After a month later of the previous story on SAT solver, I’ve done another benchmark evaluation on good old SAT solvers and my solver.
SAT solvers are the programs to decide if a given propositional logic formula is satisfiable or not (SAT is an…medium.com
The problems which I used previously might be a biased set for a specific solver because they are a set of problems that MiniSat 2.2 can solve in a short period.
The most reliable way to draw solid conclusions is using the identical benchmark set that the newest SAT competition uses. One problem is its evaluation cost; 350 problems with a 5000-second timeout. I should need a several weeks to draw an informative graph.
So I decided to modify the rule drastically. I ran two settings as follow.
1. solving each problem sequentially with a 400-second timeout.
2. solving several problems in parallel with an 800-second timeout. (Results at, or near, T=800 would be affected by other threads.)
The Cactus plots
One benchmark run lasts about a day in both settings. Here are the results. (some data were omitted for simplicity).

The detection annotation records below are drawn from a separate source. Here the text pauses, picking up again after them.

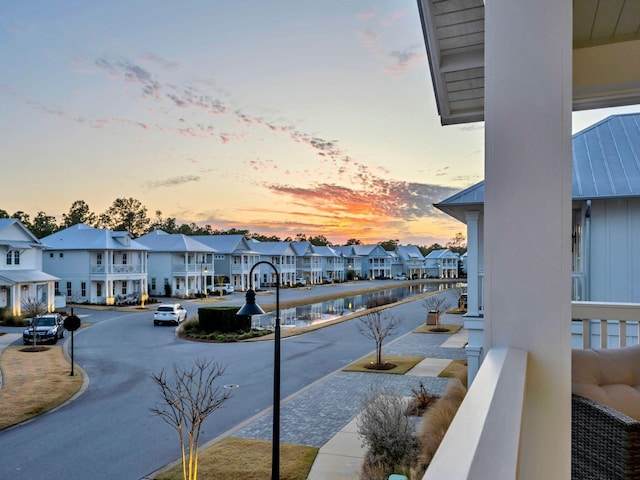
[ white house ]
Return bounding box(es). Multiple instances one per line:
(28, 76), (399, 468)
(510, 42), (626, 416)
(331, 245), (363, 280)
(41, 223), (149, 305)
(291, 241), (322, 285)
(250, 240), (297, 286)
(0, 218), (59, 316)
(313, 245), (345, 282)
(137, 230), (217, 297)
(425, 248), (460, 278)
(418, 0), (640, 480)
(191, 235), (260, 291)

- Glucose-3.0 (2012) is better than MiniSat-2.2 (2009) at T=400, but this is reversed at T=780–800.
- Literal Block Distance or LBD is better than the clause-size based criterion as we thought.
- Luby is not good. Yes, we knew: “local restart” has been proposed, and many solvers adopt it. Glucose uses … well, I don’t know. What’s “budget”? I have to investigate it.
- Interestingly, the modified MiniSat which uses LBD but not Luby is the best solver in this evaluation. Probably this result matches a claim in a paper I have read recently. And these tendencies are also held on my solver.
- About my solver, the new version is better than the previous one certainly at T=400. But no notable difference exists at T=780–800.
- And both versions of my solver beats MiniSat and Glucose at T=780–800. Oh, is it possible? What a suspcious result…
So many confusing results stem from the latter configuration.
Honestly, I ran only the first configuration at first. Just before publishing this story, I tried the latter on a whim. And I had to rewrite this completely.
From this experimentation, I learnt that to change experiment setting is very problematic. I need a lot of faster computers for now. 😩
The following is about my solver variants.
- We can see the same tendencies: LBD is good, and Luby is not. But I have no idea which is better, no LBD without Luby or LBD with Luby.
Base on this evaluation, I will implement ‘local restart’ or ‘quick restart’ in the next version.